For the second sum, we combine (125) with

$$\begin{aligned} \biggl |\sqrt{ \hat{k}_\mathrm{t}(\pi \gamma ^{-1} n)} - \sqrt{ D_{L,N}(\omega _{2 n})} \biggr | \le \frac{\bigl |{ \hat{k}_\mathrm{t}(\pi \gamma ^{-1} n)} - { D_{L,N}(\omega _{2 n})} \bigr |}{\sqrt{ \hat{k}_\mathrm{t}(\pi \gamma ^{-1} n)}}, \end{aligned}$$
(137)

to obtain

$$\begin{aligned} \sum _{\begin{array}{c} n \in \{ - N/4, \ldots , N/4-1 \} \\ \frac{1}{3} 2^\ell< |n| < \frac{4}{3} 2^\ell \end{array}} \biggl |\sqrt{ \hat{k}_\mathrm{t}(\pi \gamma ^{-1} n)} - \sqrt{ D_{L,N}(\omega _{2 n})} \biggr | \le CN^{-2\nu -1} \min \{ N^{\nu +\frac{3}{2}}, 2^\ell N^{\nu +\frac{1}{2}}\}. \end{aligned}$$
(138)

This yields

$$\begin{aligned} |\bar{\Psi }^\mathrm{p}_{\ell ,0}(x) - \tilde{\Psi }^\mathrm{p}_{\ell ,0}(x)| \le C 2^{-\ell /2} \min \{ N^{-\nu + \frac{1}{2}}, 2^\ell N^{-\nu -\frac{1}{2}}\} =C 2^{-\nu J - \frac{1}{2} |J-\ell |}, \end{aligned}$$
(139)

where \(C>0\) depends on \(\nu ,\lambda ,\gamma \), but not on J or \(\ell \).

Fig. 2
figure 2

Wavelets \(\bar{\Psi }^\mathrm{p}_{\ell ,0}\) obtained with \(\lambda =1\), \(\nu =\frac{1}{2}\), and \(\gamma =\frac{3}{2}\), for \(\ell =0,\ldots ,5\)

Fig. 3
figure 3

Wavelets \(\bar{\Psi }^\mathrm{p}_{\ell ,0}\) obtained with \(\lambda =1\), \(\nu =4\), and \(\gamma =5\), for \(\ell =0,\ldots ,5\)

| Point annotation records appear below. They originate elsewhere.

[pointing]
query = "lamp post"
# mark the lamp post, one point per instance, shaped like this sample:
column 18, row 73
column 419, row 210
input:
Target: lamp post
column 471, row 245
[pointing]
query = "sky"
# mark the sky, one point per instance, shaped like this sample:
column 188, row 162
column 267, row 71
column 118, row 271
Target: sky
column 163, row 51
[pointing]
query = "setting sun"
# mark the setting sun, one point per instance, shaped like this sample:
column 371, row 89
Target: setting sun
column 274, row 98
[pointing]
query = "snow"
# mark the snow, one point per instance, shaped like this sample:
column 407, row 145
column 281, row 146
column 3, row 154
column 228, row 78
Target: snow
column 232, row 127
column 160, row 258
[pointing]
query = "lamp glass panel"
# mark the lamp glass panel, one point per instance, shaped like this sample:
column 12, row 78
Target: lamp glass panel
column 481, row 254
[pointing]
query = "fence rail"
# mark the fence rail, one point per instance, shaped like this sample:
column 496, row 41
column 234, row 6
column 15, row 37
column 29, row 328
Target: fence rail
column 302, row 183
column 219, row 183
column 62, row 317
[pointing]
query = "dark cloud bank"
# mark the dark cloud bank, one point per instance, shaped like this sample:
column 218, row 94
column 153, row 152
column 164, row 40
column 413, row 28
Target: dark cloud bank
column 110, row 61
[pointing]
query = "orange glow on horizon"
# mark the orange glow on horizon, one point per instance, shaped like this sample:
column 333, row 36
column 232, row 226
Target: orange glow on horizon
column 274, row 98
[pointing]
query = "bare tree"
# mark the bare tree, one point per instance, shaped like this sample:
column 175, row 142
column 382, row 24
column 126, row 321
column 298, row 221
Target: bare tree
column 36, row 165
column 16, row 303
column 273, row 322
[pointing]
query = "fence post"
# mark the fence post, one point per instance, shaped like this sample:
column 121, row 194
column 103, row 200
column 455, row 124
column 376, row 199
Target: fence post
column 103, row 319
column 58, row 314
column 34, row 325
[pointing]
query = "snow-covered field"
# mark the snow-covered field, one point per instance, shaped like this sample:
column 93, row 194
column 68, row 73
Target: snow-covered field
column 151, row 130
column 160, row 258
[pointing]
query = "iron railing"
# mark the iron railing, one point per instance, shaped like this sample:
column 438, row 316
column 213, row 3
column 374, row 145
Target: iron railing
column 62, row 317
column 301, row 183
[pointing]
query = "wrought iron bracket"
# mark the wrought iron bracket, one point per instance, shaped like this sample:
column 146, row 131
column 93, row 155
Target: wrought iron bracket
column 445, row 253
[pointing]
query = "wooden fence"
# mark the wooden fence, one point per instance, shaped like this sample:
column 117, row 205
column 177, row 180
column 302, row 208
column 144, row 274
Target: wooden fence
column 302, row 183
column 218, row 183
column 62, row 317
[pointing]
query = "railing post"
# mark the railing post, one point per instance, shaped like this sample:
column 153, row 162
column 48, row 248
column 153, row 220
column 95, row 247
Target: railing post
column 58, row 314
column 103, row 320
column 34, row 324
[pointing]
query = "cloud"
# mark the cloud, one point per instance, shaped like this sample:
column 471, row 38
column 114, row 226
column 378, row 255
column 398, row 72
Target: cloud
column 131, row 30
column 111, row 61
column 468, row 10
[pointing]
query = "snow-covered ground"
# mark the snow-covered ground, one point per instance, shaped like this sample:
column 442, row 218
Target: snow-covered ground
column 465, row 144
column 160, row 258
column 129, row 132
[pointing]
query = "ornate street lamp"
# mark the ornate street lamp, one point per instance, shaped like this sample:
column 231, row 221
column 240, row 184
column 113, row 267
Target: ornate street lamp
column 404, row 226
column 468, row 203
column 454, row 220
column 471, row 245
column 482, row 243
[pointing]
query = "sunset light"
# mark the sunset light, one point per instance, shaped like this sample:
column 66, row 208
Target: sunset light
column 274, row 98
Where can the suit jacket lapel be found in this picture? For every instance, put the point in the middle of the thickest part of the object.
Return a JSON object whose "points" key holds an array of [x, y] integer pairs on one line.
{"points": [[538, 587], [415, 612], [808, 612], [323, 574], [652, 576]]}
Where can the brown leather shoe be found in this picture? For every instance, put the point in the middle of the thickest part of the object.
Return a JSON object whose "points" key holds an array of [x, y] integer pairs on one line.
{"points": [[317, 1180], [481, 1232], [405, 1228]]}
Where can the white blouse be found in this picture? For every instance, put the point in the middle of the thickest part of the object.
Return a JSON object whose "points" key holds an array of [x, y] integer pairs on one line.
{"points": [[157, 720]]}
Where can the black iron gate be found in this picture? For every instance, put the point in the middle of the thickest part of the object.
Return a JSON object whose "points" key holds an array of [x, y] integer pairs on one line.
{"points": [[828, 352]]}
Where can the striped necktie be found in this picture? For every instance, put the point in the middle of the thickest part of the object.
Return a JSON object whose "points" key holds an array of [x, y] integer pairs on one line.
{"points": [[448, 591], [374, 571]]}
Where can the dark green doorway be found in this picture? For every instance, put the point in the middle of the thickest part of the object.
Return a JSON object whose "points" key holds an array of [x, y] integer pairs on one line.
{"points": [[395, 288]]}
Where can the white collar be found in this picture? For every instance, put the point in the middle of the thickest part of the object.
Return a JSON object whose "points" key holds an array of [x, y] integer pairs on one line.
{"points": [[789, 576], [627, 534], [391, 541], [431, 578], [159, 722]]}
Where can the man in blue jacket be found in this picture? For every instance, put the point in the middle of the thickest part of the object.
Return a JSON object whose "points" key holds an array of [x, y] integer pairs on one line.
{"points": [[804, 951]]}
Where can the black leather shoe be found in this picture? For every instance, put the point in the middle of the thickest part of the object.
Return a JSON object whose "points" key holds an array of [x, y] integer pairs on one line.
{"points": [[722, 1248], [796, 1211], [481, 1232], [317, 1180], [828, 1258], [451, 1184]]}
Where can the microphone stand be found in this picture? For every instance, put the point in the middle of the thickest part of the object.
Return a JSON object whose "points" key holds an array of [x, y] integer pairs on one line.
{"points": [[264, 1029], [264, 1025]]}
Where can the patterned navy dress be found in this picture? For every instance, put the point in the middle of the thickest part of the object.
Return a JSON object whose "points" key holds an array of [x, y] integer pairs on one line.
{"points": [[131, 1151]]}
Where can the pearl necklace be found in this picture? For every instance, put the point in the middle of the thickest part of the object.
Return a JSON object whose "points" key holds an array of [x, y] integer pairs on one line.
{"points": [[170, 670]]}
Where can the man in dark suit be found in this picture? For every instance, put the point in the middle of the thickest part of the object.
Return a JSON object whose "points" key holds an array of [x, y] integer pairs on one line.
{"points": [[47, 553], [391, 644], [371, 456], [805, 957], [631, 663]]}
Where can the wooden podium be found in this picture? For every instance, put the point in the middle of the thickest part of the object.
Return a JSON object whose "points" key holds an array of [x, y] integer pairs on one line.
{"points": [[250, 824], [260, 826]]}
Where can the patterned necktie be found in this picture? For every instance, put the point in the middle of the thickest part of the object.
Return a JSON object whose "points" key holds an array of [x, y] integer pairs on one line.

The sum in (134) can be evaluated by FFT simultaneously for the \(2^{J-1}\) arguments

$$\begin{aligned} x = \frac{4\gamma k}{N}, \quad k=-\frac{N}{4},\ldots , \frac{N}{4}-1, \end{aligned}$$
(140)

at cost of order \(J 2^J\). In other words, if we prescribe a grid size \(h\sim 2^{-J}\), as a consequence of (139) we can determine the values of the wavelets at any level \(\ell \) at the grid points up to an error of order \(h^\nu \), using \(h^{-1} |\log h|\) operations in total. Since the wavelets are trigonometric polynomials, their values between grid points can be approximated with similar order of accuracy by local polynomial interpolation of neighboring grid values.

As an illustration, we display in Figs. 2 and 3 the obtained wavelets at scales \(\ell =0,\dots ,5\) for \(\lambda =1\) and \((\nu ,\gamma )=(1/2,3/2)\), \((\nu ,\gamma )=(4,5)\). Note that these wavelets behave asymptotically similarly to standard wavelets in terms of scale invariance. As expected the size decay in scale depends on \(\nu \).

Remark 5.1

In typical applications, the exact wavelet expansion of the random field b is truncated to a finite number of terms, up to some prescribed error. The estimate (139) shows that in addition we can control the approximation of each wavelet in the uniform sense, with arbirarily high precision governed by J. Combining such estimates allows us to control the resulting error after truncation of the expansion and approximation of each wavelet.